Halo, halo
Echo
Luna
Na niebie ciągły ruch
Tren
Umieraj
Radio Rivendell
Anielo mój aniele
Cuda
Di end
Stacja Dęblin
Jesień
Statek burz
Źródło
Mąż wychodzi
Co prawda wiele wskazuje na to, że litery uciekły z księgarni, ale piecze się ciasto z jabłkami i na tej fali piszę.
Najbardziej niespodziewany ze wszystkich koncertów, ogłoszony aż dwa dni wcześniej między obieraniem marchewki a
praniem skarpetek. Ale nie miałam dotychczas szczęścia posłuchać Budzego Solo na żywo, więc zrywam się z roboty i jadę
do Rybnika.
Najpierw wernisaż. Na ścianach sali w domu kultury 12 obrazów, z których niektóre widziałam już w bibliotece opolskiej,
choć akurat Nocny Lotnik w oryginale to jest coś więcej niż na tapecie w komputerze.
Poza tym obecny jest autor osaczony przez młodzież uczącą się. Dziewczyna która pisze pracę magisterską na temat
twórczości Tomasza Budzyńskiego ma wiele pytań i można posłuchać sobie tej ciekawej rozmowy stojąc w pobliżu. Jest o tym
i owym , lecz w głowie mi buczy i nic nie rozumiem.
Są też jabłuszka do częstowania w koszu wiklinowym, i część widzów chrupie sobie spacerując po galerii. Ja odkładam
jabłuszko do ciasta, choć jeszcze o tym nie wiem.

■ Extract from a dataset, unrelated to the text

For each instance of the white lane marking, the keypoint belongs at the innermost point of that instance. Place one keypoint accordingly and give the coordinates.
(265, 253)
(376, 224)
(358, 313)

Widzę z bliska złowrogie lśnienie płynące ze ścian, a także muchę spacerującą po parapecie. Myślę o gorączce i czekaniu bez
końca, i że tak widocznie musi być.
Przechodzimy do przyjemnej sali koncertowej, wyglądąjącej jak inne sale w domach kultury. Nie przywykłam do siedzenia w
czasie koncertów, ale jest dobrze. Mimo że mąż zajął miejsce tuż obok drzwi, które otwierają się i zamykają przez cały
koncert, a z tyłu biegają małe dzieci i w okolicach Tańca Szkieletów wszystkie naraz chcą sikać.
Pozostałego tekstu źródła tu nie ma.